Vom Backhaus aus eröffneten die Panzer gegen den noch leicht besetzten Ziegelberg ein starkes Feuer. Dann überschritten sie die Kupfer bei Heinrich Kerl und kamen so auf die Öhringer Straße. Die Infanterie ging gegen den Ziegelberg vor, ohne dass ein deutscher Schuss fiel. Es gab keinen Widerstand, aber viele Gefangene. Die Panzer zogen auf der Öhringer Straße weiter. Neue amerikanische Infanterie wird auf Panzern nachgefahren.
12.4.1945 Von 8.00 Uhr an erfolgte ununterbrochen der Durchzug von amerikanischen Panzern und besetzten Fahrzeugen aller Art. Der Krieg rollte vorüber. Durch die zerstörte Stadt, durch das Backhaustor.

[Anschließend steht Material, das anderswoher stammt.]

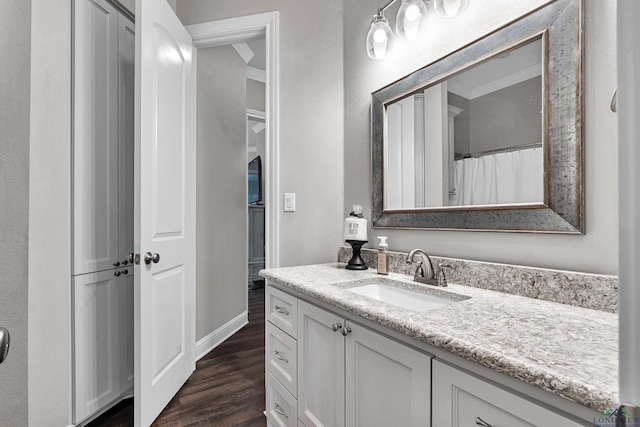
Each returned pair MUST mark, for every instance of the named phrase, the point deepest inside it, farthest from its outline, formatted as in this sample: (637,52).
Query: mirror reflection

Die ersten Verordnungen sind in amerikanischer und deutscher Sprache am Rathaus angeschlagen. Um 5.00 Uhr mussten alle Waffen auf dem Rathaus abgeliefert sein.
Die Bewohner dürfen von früh 6.00 Uhr bis abends 17.30 Uhr ausgehen. In der übrigen Zeit müssen sie in den Wohnungen sein.
Noch um 18.45 Uhr fährt Artillerie auf die Schied und Guthof.
13.4.1945 Neue Durchzüge, besonders Ambulanz und schwere Artillerie. Einquartierung hier in allen ordentlichen Häusern und Wohnungen. In einer ½ Stunde muss ausgezogen sein.
Auf dem Rathaus wurde eine Baukommission, ein Ernährungs-, Sanitäts- und Polizeikommando eingerichtet.
Fortsetzung folgt.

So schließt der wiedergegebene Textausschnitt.